I love that feeling when I am walking on empty road and I am surrounded by fields and forests. It’s so quite that the only thing interrupting silence can be wind running between branches of trees. At this moment I feel part of environment and I can hear myself. Sometimes I know answers for questions I still can not ask. So it takes time. I need to make many steps to find out, what’s going on inside me.
I started to feel that I’m lost. I have to rediscover direction, because now I don’t feel like I am fullfilling my life. It’s like floating without managing to reach any shore. Because I don’t know, where I want to be.
But I am trying, to find some signs which could help me. I am rediscovering how beautiful is Lithuania, how much I love narrow Vilnius streets and the calmness in my Garden. I am hitchhiking around, meeting nice, helpful Lithuanians who tells me about their lives. It inspires me not to stop and try to get to know this world as much as I can.

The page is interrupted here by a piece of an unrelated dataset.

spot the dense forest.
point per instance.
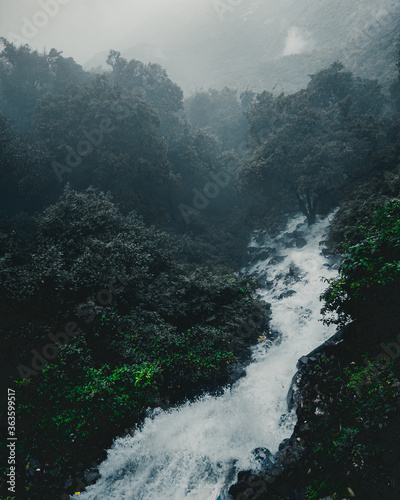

I remember people, I have met in my travels. Their lives. Their stories. Their lessons. I am trying to understand, what I have learned from them. Some of them gave me more, than they can even imagine. If I’ll meet them again, I would like to say “thank you”. For making bigger mess in my life and giving more doubts about where I am and where I want to be. It’s ok to have doubts, because just ones, who are not thinking, do not have them.
So, I am accepting this moment of my life when I feel totally messed up.
If I’ll accept normal life, it will be easier. But I am too crazy to do it and I am continue creating different reality than other’s have.